Gambar 2.4 Kaskade iskemia dengan petanda biokimia yang dilepaskan (Salama dkk., 2011)
Pada SKA terjadi iskemia miokard yang lebih berat dibanding kondisi PJK kronik. Selain iskemia sebagian kelompok pasien SKA juga mengalami kerusakan
27
pada miokardiumnya. Kerusakan miokard akan menimbulkan perubahan awal dari struktur miokardium ventrikel (remodeling). Hal tersebut akan menimbulkan berbagai respon pada tingkatan seluler dengan dilepaskannya berbagai petanda biokimia, termasuk BNP dan NT-proBNP. Hubungan antara SKA dan pelepasan petanda biokimia dapat dilihat pada gambar 2.4 (Salama dkk., 2011). Setelah kejadian infark miokard akan terjadi peningkatan kadar BNP plasma secara cepat dan mencapai puncak dalam waktu 24 jam (gambar 2.5). Bila setelah infark terjadi gagal jantung yang berat maka akan didapatkan puncak kenaikan kedua setelah hari ke-5. Kapan waktu yang optimal untuk memeriksa kadar BNP atau NT-proBNP untuk kepentingan prognostik masih belum diketahui dengan jelas (Morrow dkk., 2007).

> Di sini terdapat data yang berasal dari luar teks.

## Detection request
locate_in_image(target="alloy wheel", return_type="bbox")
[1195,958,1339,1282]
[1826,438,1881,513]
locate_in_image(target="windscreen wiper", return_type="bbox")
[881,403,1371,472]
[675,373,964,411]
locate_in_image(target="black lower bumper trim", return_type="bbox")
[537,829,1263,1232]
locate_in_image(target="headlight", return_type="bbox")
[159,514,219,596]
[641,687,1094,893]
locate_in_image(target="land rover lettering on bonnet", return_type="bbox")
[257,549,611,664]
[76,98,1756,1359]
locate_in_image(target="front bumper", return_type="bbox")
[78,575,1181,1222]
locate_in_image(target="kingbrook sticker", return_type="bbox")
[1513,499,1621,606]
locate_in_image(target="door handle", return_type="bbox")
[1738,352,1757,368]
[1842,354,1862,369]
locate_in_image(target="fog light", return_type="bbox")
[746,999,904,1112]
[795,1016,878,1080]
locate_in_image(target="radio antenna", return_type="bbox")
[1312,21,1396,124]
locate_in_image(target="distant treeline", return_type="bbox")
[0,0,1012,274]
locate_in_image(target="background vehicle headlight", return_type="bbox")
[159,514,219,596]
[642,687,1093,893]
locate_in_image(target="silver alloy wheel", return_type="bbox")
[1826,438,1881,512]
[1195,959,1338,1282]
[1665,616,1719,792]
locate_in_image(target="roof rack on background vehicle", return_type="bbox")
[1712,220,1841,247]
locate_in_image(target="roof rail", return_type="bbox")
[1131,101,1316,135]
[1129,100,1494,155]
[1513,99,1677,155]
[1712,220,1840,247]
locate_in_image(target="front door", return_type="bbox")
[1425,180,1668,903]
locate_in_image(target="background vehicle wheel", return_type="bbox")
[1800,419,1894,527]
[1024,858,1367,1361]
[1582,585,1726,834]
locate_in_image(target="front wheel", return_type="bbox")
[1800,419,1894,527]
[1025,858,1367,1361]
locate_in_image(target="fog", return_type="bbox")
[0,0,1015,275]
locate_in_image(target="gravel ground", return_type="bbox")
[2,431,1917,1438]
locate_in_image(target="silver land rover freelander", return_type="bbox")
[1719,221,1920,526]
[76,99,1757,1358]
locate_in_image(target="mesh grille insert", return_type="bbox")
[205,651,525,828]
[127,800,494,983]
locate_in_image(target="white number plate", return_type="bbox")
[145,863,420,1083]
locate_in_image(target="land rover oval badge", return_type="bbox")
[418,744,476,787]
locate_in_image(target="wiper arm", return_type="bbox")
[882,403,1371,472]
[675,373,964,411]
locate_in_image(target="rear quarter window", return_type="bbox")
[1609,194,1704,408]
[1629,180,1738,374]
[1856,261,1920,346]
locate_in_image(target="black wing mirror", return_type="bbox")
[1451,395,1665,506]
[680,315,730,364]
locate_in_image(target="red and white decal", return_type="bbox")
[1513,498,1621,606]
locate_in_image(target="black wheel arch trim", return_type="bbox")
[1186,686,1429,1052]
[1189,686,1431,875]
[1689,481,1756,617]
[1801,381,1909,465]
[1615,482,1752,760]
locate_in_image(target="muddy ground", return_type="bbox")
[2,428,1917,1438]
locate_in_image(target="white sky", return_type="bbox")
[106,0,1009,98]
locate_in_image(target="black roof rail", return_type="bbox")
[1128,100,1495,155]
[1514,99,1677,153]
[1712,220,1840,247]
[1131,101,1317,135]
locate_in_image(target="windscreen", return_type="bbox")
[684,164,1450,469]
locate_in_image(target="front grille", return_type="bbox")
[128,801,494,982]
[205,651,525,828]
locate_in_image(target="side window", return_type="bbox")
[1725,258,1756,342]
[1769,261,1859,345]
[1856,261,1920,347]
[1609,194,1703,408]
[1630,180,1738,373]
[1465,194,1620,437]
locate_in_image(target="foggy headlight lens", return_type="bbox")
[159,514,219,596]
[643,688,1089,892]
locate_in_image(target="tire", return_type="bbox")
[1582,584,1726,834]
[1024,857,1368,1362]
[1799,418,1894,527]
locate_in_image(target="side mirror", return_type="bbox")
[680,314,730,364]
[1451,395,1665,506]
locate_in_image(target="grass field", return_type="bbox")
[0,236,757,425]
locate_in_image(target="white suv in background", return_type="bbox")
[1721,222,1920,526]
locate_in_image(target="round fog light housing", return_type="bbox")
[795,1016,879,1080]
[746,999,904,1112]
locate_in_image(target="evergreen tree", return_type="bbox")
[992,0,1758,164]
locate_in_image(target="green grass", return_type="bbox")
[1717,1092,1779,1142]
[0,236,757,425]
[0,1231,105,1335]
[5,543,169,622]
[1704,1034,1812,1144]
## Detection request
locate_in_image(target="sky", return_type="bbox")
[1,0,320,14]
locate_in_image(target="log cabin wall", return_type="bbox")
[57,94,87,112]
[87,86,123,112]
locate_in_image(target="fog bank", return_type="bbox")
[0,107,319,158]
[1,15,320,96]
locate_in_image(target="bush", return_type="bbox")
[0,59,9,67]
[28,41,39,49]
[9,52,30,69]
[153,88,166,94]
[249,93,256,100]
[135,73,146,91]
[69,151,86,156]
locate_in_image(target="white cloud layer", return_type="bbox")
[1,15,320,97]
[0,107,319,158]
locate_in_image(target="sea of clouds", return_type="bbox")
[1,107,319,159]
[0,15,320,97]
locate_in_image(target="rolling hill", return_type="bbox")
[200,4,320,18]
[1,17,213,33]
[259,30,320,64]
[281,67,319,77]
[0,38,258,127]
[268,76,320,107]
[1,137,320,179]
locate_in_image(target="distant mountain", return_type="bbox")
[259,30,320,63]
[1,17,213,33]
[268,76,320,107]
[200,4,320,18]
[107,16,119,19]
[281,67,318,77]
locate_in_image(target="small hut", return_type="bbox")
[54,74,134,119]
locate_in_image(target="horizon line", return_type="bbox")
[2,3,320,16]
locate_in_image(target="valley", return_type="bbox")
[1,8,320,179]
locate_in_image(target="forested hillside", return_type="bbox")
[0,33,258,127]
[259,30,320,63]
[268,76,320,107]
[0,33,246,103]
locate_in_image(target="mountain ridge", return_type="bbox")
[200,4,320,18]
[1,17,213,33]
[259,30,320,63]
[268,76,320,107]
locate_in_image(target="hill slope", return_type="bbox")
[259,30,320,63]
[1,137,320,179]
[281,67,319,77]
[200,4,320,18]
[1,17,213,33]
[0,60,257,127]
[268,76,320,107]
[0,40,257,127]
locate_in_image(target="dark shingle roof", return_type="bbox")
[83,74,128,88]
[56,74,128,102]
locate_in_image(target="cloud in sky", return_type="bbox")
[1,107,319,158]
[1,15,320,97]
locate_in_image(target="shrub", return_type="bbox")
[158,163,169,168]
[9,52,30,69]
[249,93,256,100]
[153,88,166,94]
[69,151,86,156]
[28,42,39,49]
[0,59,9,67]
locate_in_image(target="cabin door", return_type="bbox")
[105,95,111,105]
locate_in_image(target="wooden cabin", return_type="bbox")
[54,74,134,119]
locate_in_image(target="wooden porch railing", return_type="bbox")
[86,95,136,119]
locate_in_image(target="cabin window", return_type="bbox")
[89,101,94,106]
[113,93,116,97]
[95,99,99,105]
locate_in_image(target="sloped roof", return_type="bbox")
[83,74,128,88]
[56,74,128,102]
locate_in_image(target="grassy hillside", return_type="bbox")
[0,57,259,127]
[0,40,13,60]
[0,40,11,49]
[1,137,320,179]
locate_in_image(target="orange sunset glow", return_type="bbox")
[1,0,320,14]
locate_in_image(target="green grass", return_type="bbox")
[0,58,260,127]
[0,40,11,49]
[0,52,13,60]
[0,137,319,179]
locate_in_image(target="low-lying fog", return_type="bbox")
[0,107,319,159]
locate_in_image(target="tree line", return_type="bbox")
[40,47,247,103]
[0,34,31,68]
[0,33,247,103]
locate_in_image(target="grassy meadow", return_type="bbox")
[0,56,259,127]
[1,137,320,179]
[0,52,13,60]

Gambar 2.5 Perubahan kadar petanda biokimia mulai dari onset nyeri dada (Sinning dkk., 2008)
28
Nilai cut off konsentrasi BNP atau NT-proBNP yang memberikan makna prognostik pada pasien SKA juga masih belum diketahui. Beberapa studi menunjukkan kadar BNP plasma > 80 pg/ml dapat dijadikan cut off untuk menilai pasien SKA yang berisiko tinggi. Namun khusus untuk NT-proBNP belum ada studi yang memvalidasi berapa batas konsentrasi yang memberikan nilai prognostik pada pasien SKA (Morrow dkk., 2007). Beberapa kondisi selain gagal jantung dan SKA diketahui juga dapat meningkatkan kadar NT-proBNP. Kondisi tersebut adalah gagal ginjal akut atau kronik, infeksi, sepsis, penyakit hati akut maupun kronis, emboli paru serta kemoterapi (Daniels dan Maisel, 2007). Pemeriksaan NT-proBNP sebagai salah satu upaya untuk melakukan stratifikasi risiko memiliki nilai lebih dibandingkan pemeriksaan petanda biokimia lainnya. Tidak seperti petanda inflamasi, BNP dan NT-proBNP merupakan petanda spesifik yang menunjukkan keterlibatan miokardium bila terjadi perubahan atau gangguan hemodinamik. Hal ini akan memberi informasi prognostik dengan akurasi yang lebih baik dibandingkan penggunaan petanda biokimia lainnya (Heeschen dkk., 2004).